ANC president Nelson Mandela (right) gives a press conference with State President FW de Klerk, during constitutional negotiations in Johannesburg, South Africa, 1990. (Photo: Media24 Archives / Gallo Images via Getty Images / Getty Images)

But Mandela had come to admire Dumisa because of his dogged pursuit of the truth behind that massacre and, although it was never publicised, it was Mandela who gave fulsome support to Dumisa when senior TRC commissioners demanded he step down from the TRC. They did so following a crude attempt to frame the head of investigations for being involved in the 1993 terror attack on the Heidelberg tavern in Cape Town.

Without any apparent checking, most media publicised a leaked and subsequently discredited “information note” stating that Dumisa Ntsebeza and his car had been involved. The notable exception was Pippa Green, today the Press Ombud. She interviewed Dumisa and discovered that he had not only spent the night of the attack with his wife, but that they were also the guests of a medical doctor friend, Nandi Mbawu.

In the turmoil that followed, with the fragile unity of the TRC threatening to come apart at the racial seams, the step-down demand came. And so did Mandela’s call to Dumisa to hold firm. The incident — a nightmare for the then president of the Black Lawyers Association — seemed to make it imperative to both Dumisa and me that a book should be written about what was going to be so much unfinished business when the TRC came to an end. 
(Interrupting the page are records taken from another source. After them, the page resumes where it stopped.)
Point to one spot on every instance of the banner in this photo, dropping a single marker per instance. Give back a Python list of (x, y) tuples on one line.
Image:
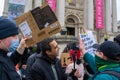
[(16, 8), (38, 24), (89, 40), (99, 14), (52, 4)]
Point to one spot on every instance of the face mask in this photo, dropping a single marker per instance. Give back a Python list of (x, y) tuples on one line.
[(13, 46)]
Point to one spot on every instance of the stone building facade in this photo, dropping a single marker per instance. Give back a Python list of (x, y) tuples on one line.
[(75, 14)]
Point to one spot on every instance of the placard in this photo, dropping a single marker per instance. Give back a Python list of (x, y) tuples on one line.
[(38, 24), (89, 40)]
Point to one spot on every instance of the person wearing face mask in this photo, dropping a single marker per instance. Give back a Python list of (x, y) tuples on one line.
[(8, 35), (105, 64), (14, 45)]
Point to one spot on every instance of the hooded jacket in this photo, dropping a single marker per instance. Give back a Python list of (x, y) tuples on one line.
[(91, 61), (7, 66), (42, 70)]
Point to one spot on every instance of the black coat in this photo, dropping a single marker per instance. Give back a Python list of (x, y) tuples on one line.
[(29, 64), (41, 69), (7, 66)]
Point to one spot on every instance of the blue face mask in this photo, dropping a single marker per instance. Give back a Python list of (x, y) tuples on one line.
[(13, 46)]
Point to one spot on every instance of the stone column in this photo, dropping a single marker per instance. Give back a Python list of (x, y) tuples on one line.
[(89, 14), (60, 11), (5, 10), (107, 16), (114, 16)]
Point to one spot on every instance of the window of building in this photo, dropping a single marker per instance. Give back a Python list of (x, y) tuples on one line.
[(70, 20)]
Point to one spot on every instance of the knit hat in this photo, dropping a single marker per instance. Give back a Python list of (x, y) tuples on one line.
[(110, 49), (117, 39), (7, 28)]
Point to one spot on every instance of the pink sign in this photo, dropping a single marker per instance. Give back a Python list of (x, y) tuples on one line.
[(99, 14), (52, 4)]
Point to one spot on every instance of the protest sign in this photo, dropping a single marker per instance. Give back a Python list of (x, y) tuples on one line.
[(89, 40), (38, 24), (65, 59)]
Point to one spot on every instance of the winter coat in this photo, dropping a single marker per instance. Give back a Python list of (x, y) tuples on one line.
[(42, 70), (29, 64), (7, 66), (91, 61)]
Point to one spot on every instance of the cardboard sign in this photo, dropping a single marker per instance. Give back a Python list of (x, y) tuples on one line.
[(65, 59), (89, 40), (38, 24)]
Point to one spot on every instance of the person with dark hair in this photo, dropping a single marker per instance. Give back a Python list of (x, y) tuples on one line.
[(117, 39), (47, 66), (105, 64), (30, 61), (8, 39)]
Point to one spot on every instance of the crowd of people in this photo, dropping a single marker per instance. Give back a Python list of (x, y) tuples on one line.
[(19, 62)]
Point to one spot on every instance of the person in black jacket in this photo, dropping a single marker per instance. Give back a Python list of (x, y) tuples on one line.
[(9, 37), (30, 61), (46, 65)]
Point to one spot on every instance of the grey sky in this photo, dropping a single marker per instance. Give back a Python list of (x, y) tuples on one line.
[(118, 8)]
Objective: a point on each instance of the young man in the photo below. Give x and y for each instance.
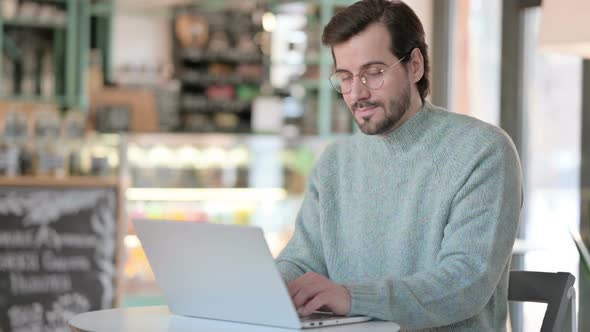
(414, 220)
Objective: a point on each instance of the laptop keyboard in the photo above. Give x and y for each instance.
(318, 316)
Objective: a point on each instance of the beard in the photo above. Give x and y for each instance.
(392, 114)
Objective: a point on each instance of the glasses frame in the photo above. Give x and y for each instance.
(364, 79)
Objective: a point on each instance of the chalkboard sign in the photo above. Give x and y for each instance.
(57, 255)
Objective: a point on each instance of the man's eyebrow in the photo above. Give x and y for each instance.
(368, 64)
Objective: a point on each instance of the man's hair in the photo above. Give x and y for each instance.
(400, 20)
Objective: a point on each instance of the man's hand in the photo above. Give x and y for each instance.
(313, 291)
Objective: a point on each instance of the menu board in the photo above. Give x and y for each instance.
(57, 255)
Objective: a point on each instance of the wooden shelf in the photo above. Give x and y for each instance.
(58, 100)
(33, 23)
(48, 181)
(231, 55)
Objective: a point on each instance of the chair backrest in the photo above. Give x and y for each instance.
(555, 289)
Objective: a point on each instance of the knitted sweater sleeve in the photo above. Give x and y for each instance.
(476, 249)
(304, 252)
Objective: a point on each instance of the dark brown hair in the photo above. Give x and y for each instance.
(404, 27)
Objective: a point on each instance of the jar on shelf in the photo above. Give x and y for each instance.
(49, 156)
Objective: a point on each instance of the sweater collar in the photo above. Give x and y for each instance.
(404, 138)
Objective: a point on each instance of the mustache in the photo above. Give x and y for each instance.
(365, 104)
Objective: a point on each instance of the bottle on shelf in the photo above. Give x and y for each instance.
(14, 134)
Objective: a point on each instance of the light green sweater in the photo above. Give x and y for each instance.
(418, 225)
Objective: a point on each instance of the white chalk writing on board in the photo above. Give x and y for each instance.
(40, 209)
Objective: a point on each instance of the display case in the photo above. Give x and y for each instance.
(254, 180)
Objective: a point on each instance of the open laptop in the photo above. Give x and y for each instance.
(222, 272)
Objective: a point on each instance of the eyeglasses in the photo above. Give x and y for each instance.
(371, 77)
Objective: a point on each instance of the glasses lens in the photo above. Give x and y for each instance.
(336, 80)
(373, 78)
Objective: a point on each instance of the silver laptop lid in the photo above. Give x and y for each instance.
(214, 271)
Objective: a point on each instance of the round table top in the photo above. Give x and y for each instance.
(159, 318)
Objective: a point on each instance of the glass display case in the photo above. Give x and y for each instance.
(254, 180)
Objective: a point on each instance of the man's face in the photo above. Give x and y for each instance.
(376, 111)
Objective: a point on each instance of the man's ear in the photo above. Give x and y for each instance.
(416, 65)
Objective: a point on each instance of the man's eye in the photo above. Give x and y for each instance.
(373, 71)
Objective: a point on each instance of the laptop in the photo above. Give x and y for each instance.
(222, 272)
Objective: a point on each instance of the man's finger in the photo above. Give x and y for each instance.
(296, 285)
(314, 304)
(307, 293)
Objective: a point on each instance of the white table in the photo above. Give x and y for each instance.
(160, 319)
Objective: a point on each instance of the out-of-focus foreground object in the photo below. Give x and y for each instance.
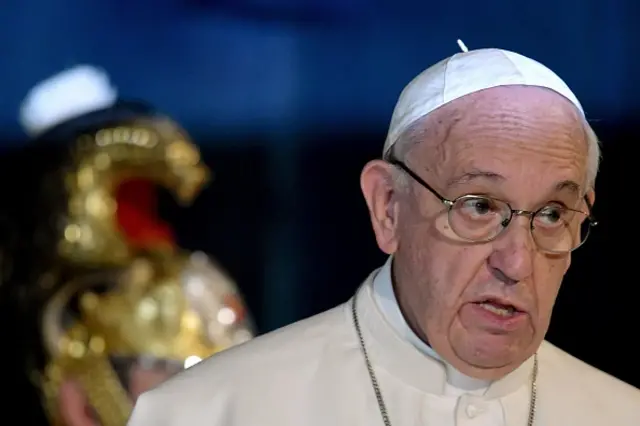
(117, 306)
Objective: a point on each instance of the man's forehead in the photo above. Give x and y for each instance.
(488, 134)
(502, 100)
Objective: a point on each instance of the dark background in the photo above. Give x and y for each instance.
(288, 100)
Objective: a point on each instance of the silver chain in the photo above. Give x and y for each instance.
(376, 387)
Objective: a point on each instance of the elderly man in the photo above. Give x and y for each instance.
(485, 190)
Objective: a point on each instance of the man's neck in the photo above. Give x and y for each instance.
(387, 302)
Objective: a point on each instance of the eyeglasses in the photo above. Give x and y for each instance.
(555, 228)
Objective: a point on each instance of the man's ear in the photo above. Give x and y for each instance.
(591, 196)
(74, 406)
(378, 187)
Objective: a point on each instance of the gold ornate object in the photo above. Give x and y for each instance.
(179, 308)
(156, 303)
(152, 148)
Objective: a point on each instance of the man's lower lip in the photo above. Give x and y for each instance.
(504, 322)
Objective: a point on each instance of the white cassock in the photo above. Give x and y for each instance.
(313, 373)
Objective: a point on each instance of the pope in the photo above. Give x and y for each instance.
(484, 190)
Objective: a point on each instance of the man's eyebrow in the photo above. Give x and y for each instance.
(568, 185)
(474, 175)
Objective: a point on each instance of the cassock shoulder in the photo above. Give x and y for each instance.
(247, 374)
(586, 391)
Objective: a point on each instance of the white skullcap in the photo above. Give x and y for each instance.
(465, 73)
(65, 96)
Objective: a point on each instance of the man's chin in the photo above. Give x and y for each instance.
(483, 363)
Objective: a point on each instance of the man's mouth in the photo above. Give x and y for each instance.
(500, 308)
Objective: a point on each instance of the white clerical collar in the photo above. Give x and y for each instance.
(454, 382)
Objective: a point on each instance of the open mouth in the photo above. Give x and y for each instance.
(499, 308)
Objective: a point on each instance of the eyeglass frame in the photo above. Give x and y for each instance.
(592, 222)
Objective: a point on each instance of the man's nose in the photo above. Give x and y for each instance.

So began a three-year labour, supported by our researcher, who is also my partner and wife, Barbara.  It culminated in 2001 with the publication of Unfinished Business, South Africa, Apartheid & Truth which contains, with much else, details of the North Crest massacre.

 

In the same year that notorious political chameleon, Peter Marais, then mayor of Cape Town, proposed that Wale Street, that meets the city’s Adderley Street at right angles just by that icon of local anti-apartheid struggle the Anglican cathedral and the former slave lodge, should be named after the last apartheid president. The symbolism would be complete by renaming Adderley Street that ends at the junction with Wale, Nelson Mandela Avenue.

Dumisa and I were outraged.  At the time the local media, by and large, still accepted De Klerk’s publicly promoted avuncular image and we felt justifiably angry at another attempt to boost De Klerk, this time on the back of Nelson Mandela.  We wrote a joint letter of protest and this was brought to Mandela’s attention by one of his aides who, incidentally, had opposed Mandela’s decision to appoint Dumisa to the Nelson Mandela Foundation board.  
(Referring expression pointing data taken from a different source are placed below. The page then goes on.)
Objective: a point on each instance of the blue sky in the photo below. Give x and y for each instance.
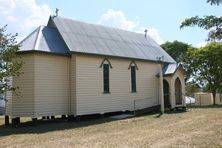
(162, 18)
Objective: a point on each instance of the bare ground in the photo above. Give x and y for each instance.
(200, 127)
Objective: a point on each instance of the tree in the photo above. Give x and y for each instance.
(206, 66)
(10, 62)
(211, 23)
(191, 88)
(177, 50)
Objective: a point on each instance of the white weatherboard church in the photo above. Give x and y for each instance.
(75, 68)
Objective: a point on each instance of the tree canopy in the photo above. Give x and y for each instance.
(206, 66)
(10, 64)
(211, 23)
(176, 49)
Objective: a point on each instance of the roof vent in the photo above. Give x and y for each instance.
(57, 12)
(145, 32)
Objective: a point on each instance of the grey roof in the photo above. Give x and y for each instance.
(169, 69)
(44, 39)
(96, 39)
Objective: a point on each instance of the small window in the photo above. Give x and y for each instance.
(106, 78)
(133, 78)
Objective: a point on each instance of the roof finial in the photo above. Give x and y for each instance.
(145, 32)
(57, 10)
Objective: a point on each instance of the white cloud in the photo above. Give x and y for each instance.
(118, 19)
(22, 16)
(153, 32)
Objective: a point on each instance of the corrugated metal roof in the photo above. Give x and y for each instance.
(96, 39)
(44, 39)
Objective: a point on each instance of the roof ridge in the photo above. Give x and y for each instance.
(100, 25)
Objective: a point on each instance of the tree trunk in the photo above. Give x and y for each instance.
(214, 97)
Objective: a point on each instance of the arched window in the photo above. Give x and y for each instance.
(133, 67)
(106, 65)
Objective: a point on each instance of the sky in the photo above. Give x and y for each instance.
(162, 18)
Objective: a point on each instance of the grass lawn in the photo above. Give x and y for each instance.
(200, 127)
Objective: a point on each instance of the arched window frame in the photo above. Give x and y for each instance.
(106, 84)
(131, 64)
(133, 75)
(106, 60)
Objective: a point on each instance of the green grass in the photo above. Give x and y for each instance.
(199, 127)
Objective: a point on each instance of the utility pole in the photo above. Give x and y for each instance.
(160, 60)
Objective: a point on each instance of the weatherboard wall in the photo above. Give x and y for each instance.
(91, 99)
(52, 85)
(21, 102)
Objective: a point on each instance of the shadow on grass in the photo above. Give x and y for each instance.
(44, 126)
(205, 106)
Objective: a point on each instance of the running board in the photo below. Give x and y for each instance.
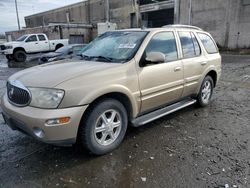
(142, 120)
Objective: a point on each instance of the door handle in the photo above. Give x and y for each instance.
(177, 69)
(203, 63)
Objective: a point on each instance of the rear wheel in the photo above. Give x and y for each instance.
(9, 57)
(104, 128)
(20, 56)
(206, 91)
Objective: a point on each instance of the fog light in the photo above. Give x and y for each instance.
(38, 132)
(58, 121)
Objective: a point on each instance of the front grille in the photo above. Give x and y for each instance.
(2, 47)
(18, 95)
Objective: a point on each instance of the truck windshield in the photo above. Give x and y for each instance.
(22, 38)
(116, 46)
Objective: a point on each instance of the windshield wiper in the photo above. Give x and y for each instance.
(108, 59)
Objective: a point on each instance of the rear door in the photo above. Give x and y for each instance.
(43, 43)
(194, 62)
(161, 83)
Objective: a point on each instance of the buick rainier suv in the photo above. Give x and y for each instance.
(123, 77)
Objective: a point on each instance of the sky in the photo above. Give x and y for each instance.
(8, 20)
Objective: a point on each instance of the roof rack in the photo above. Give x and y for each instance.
(183, 26)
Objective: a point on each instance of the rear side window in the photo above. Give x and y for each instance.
(165, 43)
(196, 45)
(208, 43)
(41, 37)
(190, 45)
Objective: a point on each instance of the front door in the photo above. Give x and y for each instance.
(161, 83)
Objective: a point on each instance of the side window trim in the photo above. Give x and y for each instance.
(176, 43)
(191, 33)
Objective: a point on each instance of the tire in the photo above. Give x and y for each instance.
(99, 134)
(9, 57)
(206, 92)
(20, 56)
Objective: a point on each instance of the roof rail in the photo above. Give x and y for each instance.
(183, 26)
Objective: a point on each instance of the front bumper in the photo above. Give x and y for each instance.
(28, 119)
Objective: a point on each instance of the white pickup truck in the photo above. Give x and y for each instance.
(31, 43)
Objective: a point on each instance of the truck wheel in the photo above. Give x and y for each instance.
(58, 46)
(9, 57)
(20, 56)
(206, 91)
(104, 127)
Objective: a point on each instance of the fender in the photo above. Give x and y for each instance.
(134, 98)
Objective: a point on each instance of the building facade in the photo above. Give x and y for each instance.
(227, 20)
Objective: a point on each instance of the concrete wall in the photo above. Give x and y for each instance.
(53, 32)
(227, 20)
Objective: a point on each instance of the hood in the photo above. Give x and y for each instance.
(11, 43)
(52, 74)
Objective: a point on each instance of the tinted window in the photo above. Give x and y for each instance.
(190, 46)
(164, 42)
(32, 38)
(208, 43)
(76, 49)
(22, 38)
(41, 37)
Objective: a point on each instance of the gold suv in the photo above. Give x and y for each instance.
(127, 76)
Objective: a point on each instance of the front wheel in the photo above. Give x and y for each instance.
(206, 91)
(104, 128)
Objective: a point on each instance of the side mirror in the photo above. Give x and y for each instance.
(155, 57)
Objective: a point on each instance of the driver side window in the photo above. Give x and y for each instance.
(32, 38)
(165, 43)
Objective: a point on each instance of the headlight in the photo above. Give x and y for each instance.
(46, 98)
(8, 47)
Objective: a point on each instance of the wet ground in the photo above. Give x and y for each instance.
(195, 147)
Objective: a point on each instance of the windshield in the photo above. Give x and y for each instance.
(22, 38)
(116, 46)
(63, 50)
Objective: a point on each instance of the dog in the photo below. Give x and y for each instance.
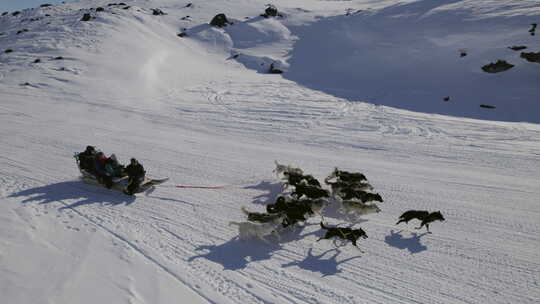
(344, 233)
(295, 210)
(358, 208)
(348, 194)
(346, 176)
(424, 216)
(247, 230)
(260, 217)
The wayward boys rebuke followed.  But more was to come.  A very angry Mandela again telephoned later in the year, a call Dumisa still remembers as “that strange Mandela anger more or less as if it was yesterday”.  Dumisa was driving home at the time when the phone rang and Mandela dispensed with any formalities:  “Unfinished Business, Terry Bell, Dumisa Ntsebeza…” he quoted page numbers and then, “there is to be found there….”  followed by two out of context quotations. He had obviously been presented with them and was furious because, he said, this implied that he was insensitive to the murders of the North Crest students.

Fortunately, we had only recently completed the book and, having read and re-read it many times, Dumisa was able to respond in some detail about what had, in fact, been written. It was obvious that Mandela had not read the book, but only been fed a couple of out of context quotations.  Dumisa remembers responding:  “Whoa, whoa, Tata, I have no access to the book right now, but I can assure you……”
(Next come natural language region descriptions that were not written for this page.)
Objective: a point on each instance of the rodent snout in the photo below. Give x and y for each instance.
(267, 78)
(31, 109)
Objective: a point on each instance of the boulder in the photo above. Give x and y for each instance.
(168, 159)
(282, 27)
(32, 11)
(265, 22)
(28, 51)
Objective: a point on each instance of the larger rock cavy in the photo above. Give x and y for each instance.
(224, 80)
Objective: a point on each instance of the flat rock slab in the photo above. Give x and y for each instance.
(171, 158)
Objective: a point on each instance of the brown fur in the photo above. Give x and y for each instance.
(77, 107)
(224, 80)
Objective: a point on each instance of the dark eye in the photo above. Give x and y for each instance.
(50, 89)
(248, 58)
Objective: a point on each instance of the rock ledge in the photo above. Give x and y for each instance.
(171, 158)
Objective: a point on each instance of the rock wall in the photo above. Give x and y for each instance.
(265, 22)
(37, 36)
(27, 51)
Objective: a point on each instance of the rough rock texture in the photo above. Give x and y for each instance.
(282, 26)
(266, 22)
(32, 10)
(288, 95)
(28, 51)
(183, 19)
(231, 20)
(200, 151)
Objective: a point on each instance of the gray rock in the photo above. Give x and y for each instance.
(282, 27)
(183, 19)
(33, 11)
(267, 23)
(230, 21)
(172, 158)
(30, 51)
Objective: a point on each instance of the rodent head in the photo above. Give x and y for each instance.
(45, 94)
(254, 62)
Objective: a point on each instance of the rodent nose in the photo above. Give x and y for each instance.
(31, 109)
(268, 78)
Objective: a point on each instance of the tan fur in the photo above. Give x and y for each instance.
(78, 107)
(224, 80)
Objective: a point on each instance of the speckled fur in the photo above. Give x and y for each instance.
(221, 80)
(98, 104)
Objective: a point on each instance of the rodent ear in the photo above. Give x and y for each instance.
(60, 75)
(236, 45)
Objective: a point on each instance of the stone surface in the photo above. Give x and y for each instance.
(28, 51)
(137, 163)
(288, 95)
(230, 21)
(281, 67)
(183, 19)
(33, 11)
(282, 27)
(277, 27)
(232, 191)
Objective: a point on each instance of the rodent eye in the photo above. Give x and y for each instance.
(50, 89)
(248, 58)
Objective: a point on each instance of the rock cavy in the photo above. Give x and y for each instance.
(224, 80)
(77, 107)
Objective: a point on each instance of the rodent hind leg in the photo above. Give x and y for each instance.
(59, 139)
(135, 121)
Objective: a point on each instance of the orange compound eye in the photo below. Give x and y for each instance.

The explanation was quite lengthy and Dumisa ended by pointing out that he and I had been scrupulous in detailing the role of De Klerk and the irony of the peace prize being awarded jointly to a man who had, only earlier in the same year, accepted responsibility for a massacre. Mandela listened in silence and then, after a long pause, changed the subject and, with a chuckle, wished Dumisa well. The wayward boys were obviously still acceptable. At least to Mandela. DM

Terry Bell is a writer and social activist who lives in Cape Town.